Even before beginning diploma studies, Ingrid had decided she should also work towards a Bachelor of Nursing.

“I wanted something that would make me stand out from other nursing graduates in what has become a very competitive job market.  So I decided to do the diploma first and then the degree.  I felt I really had to get my act together to gain acceptance into the degree programme but I already had the time management skills.  I knew it was within the realm of possibility.”

Looking back on her time at EIT, she now wonders how she managed study, full-time work, pregnancy and a new-born baby.

“The lecturers were great and I got excellent marks.  I went into classes and practicums with a smile on my face.  I went in there as a professional – it was about patient care,” she says.

Chloe’s older brother Daniel gets Ingrid’s “son of the decade award” for his support – “he put in many hours looking after his little sister” – and friends and other family members, including her mother Pam Zachan, were there for her as well.

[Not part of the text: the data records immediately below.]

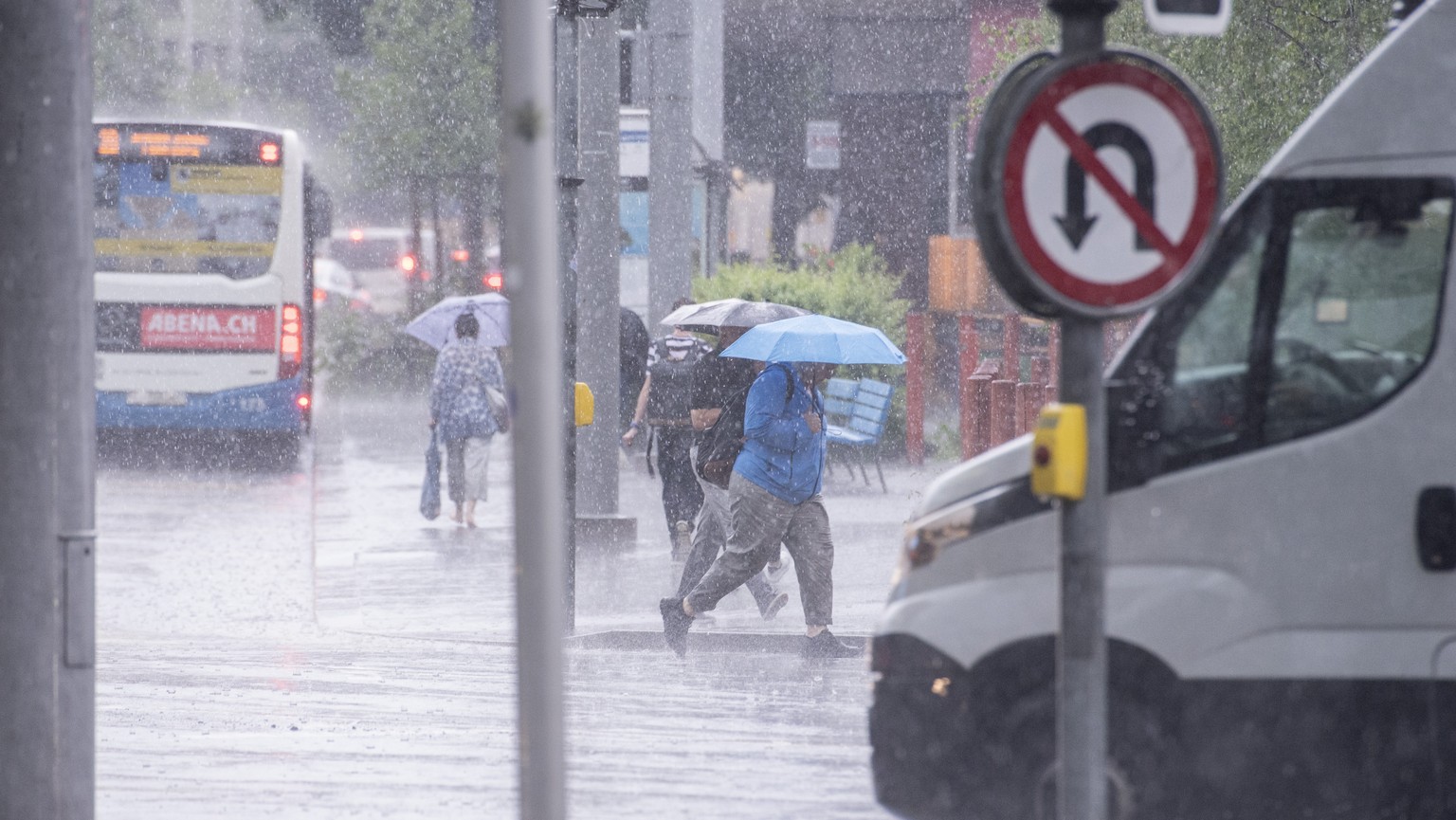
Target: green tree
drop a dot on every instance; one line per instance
(423, 106)
(1261, 79)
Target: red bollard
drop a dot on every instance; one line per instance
(970, 358)
(1040, 371)
(1054, 355)
(1004, 411)
(1010, 347)
(1023, 405)
(980, 437)
(915, 386)
(1031, 398)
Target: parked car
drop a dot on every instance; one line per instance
(382, 263)
(336, 287)
(1280, 521)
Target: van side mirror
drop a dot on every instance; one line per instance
(1436, 529)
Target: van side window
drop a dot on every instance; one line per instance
(1320, 301)
(1357, 315)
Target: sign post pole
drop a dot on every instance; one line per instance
(1083, 629)
(1070, 238)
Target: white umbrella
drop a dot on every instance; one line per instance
(436, 326)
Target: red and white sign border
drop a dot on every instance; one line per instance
(1040, 109)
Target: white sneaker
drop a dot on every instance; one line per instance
(774, 572)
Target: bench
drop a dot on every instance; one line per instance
(856, 421)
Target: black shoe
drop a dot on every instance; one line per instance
(826, 646)
(674, 624)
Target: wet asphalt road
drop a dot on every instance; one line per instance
(299, 643)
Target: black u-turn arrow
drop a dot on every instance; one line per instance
(1076, 225)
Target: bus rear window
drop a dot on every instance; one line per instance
(184, 217)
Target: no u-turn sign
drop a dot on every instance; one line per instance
(1100, 185)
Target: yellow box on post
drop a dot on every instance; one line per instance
(586, 410)
(1059, 452)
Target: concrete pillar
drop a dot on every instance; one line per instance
(670, 173)
(46, 414)
(599, 285)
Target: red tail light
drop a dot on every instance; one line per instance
(290, 342)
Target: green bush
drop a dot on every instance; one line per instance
(366, 352)
(853, 284)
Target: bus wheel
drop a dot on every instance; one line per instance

Born in Napier, Ingrid attended Central Hawke’s Bay College and moved back to Hawke’s Bay from the Bay of Plenty in 1992.  It was a decade of voluntary work, including four years with the Napier branch of Riding for the Disabled, that put her on the health professional pathway.

Excited to be launching into her career with a position working in mental health, Ingrid says “degree studies have opened my eyes to other areas of nursing.  Practicums gave me the experience of working in hospital wards, the Takapau Health Centre and nine weeks last year in the Hawke’s Bay Hospital’s intensive care unit, with one week in-flight nursing.  I loved that.”

Ingrid feels EIT study has opened her up to world she hadn’t experienced before and that she now has the skills and knowledge to move forward – “my next journey has only just begun.”